Celia Federman was accepted by Barnard and NYU and would be starting Barnard in the fall, with the intention of majoring in biology. Ferguson sent her a bouquet of white roses. They still talked on the phone from time to time, but after Bruce and Evie came into their lives, there had been no more Saturdays in New York.

Howard and Ferguson decided to go on rooming together until the end of college. Next year, they would be taking their meals at the Woodrow Wilson Club, which was not an eating club but rather an anti-eating club for students who didn’t want to join a club. Some of the smartest undergraduates ate there. The cozy dining room had about twenty small tables for four people each, which made it a kind of anti-cafeteria cafeteria, and one of the good things about it was that professors often came to give informal talks after dessert.
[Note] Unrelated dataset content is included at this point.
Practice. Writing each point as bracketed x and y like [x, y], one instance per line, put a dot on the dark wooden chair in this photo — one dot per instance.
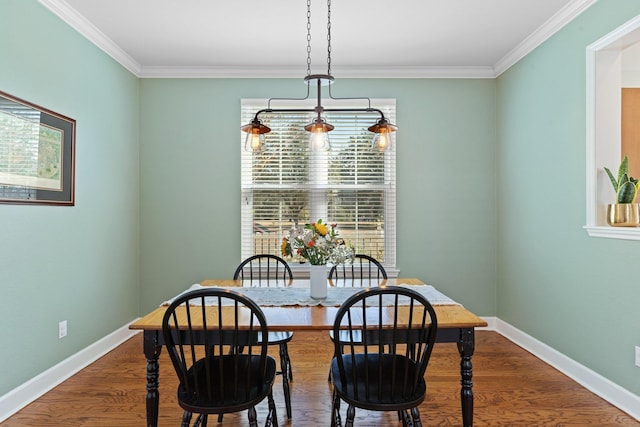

Howard and Ferguson were planning to invite Nagle to discuss one of their best-loved fragments from Heraclitus: If you do not hope, you will never stumble upon the unhoped for, which is sealed off and impenetrable.

Noah informed him that he was planning to spend the summer working on his long-deferred idea of adapting Sole Mates into a short black-and-white film. When Ferguson told him not to waste his time on that juvenile rot, Noah said, Too late, Archibald, I’ve already written the script, and the sixteen-millimeter camera is on loan for a total of zero cents.